One of the largest surveys ever carried out on paid parking is coming to Melbourne’s inner-west.
The survey will be delivered to 10,300 randomly selected homes from Footscray to Williamstown on the weekend of November 28 and 29 as part of a University of Melbourne study of the effects paid parking is having on Yarraville Village businesses.
The survey will ask households whether paid parking has changed their shopping and parking habits.
Yarraville academic Gary Au, who is leading the study in collaboration with Emeritus Professor William Young of Monash University, said the survey would help determine whether shoppers had been driven to other destinations by the introduction of parking meters three months ago.
“We’re measuring whether this is significant enough to trigger them to visit elsewhere,” Dr Au said.
“This is an academic research study. There’s no commercial link, we are paying for it from our own funds and it’s going to be used to inform decision-making.”
Both Maribyrnong and Hobsons Bay City councils are aware of the study.
Maribyrnong chief executive Stephen Wall said he was confident it would be a rigorous study.
“Council doesn’t have the resources to conduct a survey such as this and we’d be keen to see the scope and the data,” he said.
Mr Wall said the council had been meeting traders and trader associations about the effect of paid parking, but most of the evidence it obtained had been anecdotal.

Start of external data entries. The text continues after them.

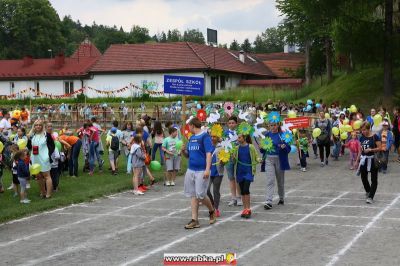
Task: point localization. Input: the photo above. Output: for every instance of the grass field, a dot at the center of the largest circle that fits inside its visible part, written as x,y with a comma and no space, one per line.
71,190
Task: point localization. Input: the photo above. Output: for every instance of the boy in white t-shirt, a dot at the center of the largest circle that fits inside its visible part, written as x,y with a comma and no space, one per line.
172,155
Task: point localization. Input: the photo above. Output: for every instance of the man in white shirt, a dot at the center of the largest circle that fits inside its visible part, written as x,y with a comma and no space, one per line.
5,125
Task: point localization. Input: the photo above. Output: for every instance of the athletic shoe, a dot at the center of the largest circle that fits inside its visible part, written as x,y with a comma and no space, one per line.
239,202
233,202
138,192
192,224
267,206
248,214
213,217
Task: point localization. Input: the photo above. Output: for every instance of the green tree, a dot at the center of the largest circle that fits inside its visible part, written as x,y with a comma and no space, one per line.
193,35
29,27
246,46
234,46
270,41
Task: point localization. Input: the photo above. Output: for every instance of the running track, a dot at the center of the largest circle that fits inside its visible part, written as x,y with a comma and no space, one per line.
325,221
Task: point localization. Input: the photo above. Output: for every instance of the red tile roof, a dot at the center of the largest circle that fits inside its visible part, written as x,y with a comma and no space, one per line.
76,66
179,56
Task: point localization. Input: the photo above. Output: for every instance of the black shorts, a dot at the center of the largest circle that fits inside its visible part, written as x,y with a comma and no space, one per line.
15,179
244,187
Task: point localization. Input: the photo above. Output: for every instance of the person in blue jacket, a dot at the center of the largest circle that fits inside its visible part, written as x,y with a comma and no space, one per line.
277,162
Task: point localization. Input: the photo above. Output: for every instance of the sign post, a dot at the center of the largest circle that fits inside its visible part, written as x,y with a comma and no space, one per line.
183,85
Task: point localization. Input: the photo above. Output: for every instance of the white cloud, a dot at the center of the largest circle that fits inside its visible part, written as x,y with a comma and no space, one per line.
234,19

The study comes as Maribyrnong councillors who voted against the introduction of paid parking continue to agitate for the removal of the meters.
Yarraville ward councillor Michael Clarke put a motion to Tuesday night’s council meeting calling on the council “to cease the operation of pay parking in Yarraville immediately”.
The motion pointed to reduced turnover by traders, a decline in use of parking spaces that now have meters, and pressure on parking spaces outside the pay parking area.
“I’m concerned for the economic viability of Yarraville Village and I’m proposing that pay parking be removed immediately to support this important retail strip,” he said.